Amongst all of the research he was engaging himself in, Dr. Chaganti, along with several business partners, founded Cancer Genetics, Inc. in Massachusetts (Cambridge and later at Milford) in 1999. At that time, the company was comprised of a Clinical Diagnostics Division that focused on cytogenetic and molecular cytogenetic assays and a Research and Development Division that initiated the development of the current DNA-FISH Probe portfolio. The Company sold the Clinical Diagnostics Division in 2004, and moved to New Jersey in 2005. In 2006, the Clinical Diagnostic Division was successfully re-launched with a newly established Molecular Genetics Subdivision. CGI’s scientific advisory board, which works closely with Dr. Chaganti, currently includes leading specialists in clinical cytogenetics, as well as significant thought leaders capable of driving adoption in the tri-state area.

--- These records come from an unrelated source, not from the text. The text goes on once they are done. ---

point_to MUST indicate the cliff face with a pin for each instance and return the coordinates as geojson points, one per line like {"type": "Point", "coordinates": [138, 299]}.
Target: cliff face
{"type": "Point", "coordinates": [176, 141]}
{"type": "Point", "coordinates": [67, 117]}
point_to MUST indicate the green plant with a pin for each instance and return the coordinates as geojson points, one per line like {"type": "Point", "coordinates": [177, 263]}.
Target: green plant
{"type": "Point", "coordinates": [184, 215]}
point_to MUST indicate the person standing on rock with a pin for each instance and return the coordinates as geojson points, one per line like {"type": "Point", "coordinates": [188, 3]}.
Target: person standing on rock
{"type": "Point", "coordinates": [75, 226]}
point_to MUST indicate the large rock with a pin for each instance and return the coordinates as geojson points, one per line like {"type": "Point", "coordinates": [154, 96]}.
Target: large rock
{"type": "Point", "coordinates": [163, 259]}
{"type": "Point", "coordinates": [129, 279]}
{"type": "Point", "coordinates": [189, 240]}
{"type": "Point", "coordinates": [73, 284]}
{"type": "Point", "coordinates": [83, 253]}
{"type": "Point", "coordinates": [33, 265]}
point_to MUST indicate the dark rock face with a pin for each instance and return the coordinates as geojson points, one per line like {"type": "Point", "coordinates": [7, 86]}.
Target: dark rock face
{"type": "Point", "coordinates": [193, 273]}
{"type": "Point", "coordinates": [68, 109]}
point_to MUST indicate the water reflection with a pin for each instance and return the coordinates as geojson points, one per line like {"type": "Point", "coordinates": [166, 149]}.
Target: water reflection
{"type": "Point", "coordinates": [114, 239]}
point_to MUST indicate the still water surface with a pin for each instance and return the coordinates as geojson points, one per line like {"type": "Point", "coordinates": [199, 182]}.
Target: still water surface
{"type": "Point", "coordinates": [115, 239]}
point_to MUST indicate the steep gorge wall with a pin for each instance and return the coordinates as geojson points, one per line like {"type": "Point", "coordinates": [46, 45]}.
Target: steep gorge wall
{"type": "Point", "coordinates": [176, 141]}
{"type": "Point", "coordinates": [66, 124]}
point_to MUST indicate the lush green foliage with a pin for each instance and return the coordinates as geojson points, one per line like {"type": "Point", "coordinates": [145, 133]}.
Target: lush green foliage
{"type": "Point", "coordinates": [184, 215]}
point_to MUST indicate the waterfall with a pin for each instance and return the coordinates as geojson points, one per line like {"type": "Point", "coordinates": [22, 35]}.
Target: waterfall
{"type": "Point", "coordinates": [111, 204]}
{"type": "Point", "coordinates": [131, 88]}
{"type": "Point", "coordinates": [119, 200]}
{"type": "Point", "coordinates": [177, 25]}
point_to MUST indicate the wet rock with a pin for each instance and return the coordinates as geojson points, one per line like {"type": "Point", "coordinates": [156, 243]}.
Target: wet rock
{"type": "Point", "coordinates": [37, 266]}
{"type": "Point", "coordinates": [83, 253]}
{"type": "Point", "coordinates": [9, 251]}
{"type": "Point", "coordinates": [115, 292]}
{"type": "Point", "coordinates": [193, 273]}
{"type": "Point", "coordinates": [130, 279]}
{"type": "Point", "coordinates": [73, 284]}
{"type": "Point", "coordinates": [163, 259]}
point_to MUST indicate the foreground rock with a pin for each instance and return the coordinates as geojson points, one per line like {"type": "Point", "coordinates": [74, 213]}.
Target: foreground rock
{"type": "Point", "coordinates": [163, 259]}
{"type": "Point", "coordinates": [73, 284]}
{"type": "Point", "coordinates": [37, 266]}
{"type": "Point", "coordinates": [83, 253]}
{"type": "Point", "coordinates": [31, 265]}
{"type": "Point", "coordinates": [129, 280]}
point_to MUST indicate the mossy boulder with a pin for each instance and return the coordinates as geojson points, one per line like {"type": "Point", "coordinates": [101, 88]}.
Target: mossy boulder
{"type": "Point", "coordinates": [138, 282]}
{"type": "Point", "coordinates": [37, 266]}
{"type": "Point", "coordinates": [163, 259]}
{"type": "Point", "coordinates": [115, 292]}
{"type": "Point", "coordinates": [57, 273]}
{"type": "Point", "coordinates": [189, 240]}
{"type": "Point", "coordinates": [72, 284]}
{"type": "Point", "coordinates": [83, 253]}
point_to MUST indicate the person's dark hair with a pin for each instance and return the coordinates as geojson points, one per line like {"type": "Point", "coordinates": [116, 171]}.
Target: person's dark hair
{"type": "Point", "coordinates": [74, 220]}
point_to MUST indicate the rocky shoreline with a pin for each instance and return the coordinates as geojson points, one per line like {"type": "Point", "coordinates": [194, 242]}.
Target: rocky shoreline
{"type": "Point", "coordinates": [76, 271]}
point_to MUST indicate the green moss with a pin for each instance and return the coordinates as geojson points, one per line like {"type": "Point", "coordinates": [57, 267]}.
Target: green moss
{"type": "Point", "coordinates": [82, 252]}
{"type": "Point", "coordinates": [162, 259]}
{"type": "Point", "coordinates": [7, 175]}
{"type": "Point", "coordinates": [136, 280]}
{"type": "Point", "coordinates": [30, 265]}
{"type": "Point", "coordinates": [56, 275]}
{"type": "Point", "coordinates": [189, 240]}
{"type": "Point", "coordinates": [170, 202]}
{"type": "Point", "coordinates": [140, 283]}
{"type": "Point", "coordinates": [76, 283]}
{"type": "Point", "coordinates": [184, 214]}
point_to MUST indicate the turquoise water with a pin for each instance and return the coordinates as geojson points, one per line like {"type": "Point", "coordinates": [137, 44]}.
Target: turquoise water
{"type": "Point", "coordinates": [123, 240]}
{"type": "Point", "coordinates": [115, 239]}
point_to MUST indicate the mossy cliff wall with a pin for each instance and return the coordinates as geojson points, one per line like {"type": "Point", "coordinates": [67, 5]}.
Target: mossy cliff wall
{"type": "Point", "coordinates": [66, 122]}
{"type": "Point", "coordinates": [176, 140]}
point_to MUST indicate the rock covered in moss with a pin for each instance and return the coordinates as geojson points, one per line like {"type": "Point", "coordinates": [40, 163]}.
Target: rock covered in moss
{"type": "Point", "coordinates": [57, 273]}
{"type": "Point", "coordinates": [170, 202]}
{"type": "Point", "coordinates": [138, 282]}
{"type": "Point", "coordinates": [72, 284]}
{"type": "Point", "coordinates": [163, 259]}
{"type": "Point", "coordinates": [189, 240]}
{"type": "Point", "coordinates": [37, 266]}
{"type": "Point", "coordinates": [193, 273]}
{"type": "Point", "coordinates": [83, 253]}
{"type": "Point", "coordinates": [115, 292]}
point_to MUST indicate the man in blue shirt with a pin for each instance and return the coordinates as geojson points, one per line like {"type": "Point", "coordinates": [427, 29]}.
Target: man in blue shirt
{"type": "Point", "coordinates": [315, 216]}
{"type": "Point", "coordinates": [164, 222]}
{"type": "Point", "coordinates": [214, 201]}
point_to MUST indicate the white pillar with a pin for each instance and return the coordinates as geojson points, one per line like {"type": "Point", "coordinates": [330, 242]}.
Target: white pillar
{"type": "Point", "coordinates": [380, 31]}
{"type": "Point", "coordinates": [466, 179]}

Dr. Chaganti is an internationally recognized leader in cancer cytogenetics and molecular genetics, and holds several patents through Memorial Sloan Kettering Cancer Center as well as Cancer Genetics. He has witnessed a vast number of scientific breakthroughs and discoveries in the decades he has devoted to the field of science. He was an integral part of new methods of scientific investigations, including significant advances in both clinical and basic scientific research. Dr. Chaganti has served on the boards of many prestigious journals, and has received numerous honors throughout his career, including the Fellowship of the American Association for Advancement of Science and the Founding Fellowship of the American College of Medical Genetics.